Ansonsten hat man eine derart verlogene Idyl­lisierung der DDR als dem Reich des Antifaschis­mus und der Volksbildung, in dem auf fröhlichen Künstlerfesten der Wodka floss, wäh­rend in der Bundesrepublik überall Agenten schnüffelten und alles geradezu ungeheuer reak­tionär war, schon lange nicht mehr gelesen.
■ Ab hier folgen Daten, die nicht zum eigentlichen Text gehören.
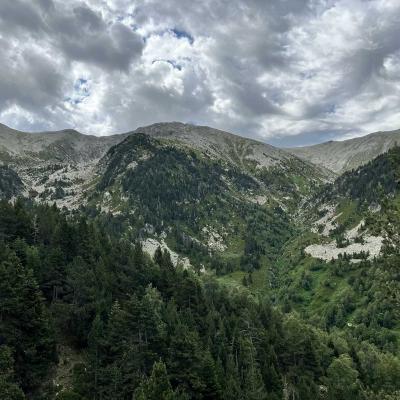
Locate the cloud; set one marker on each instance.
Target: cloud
(293, 71)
Und nicht nur das: Das seinen Mitgliedern gegen­über völlig verantwortungslose Sozialistische Patienten­kollektiv Heidelberg wird zu einer net­ten Selbst­hilfegruppe, der rüde Macho Baader zu einem etwas zu direkt argumentierenden G­e­nossen; das konspirative Apartment zu einem zartfühlenden Coming-Out-Setting für bisexuelle Jungstudentinnen; die tatsächlich für Mein­hofs labi­len Seelenzustand zu harten Haftbedin­gungen wieder mal zur »Weißen Folter«.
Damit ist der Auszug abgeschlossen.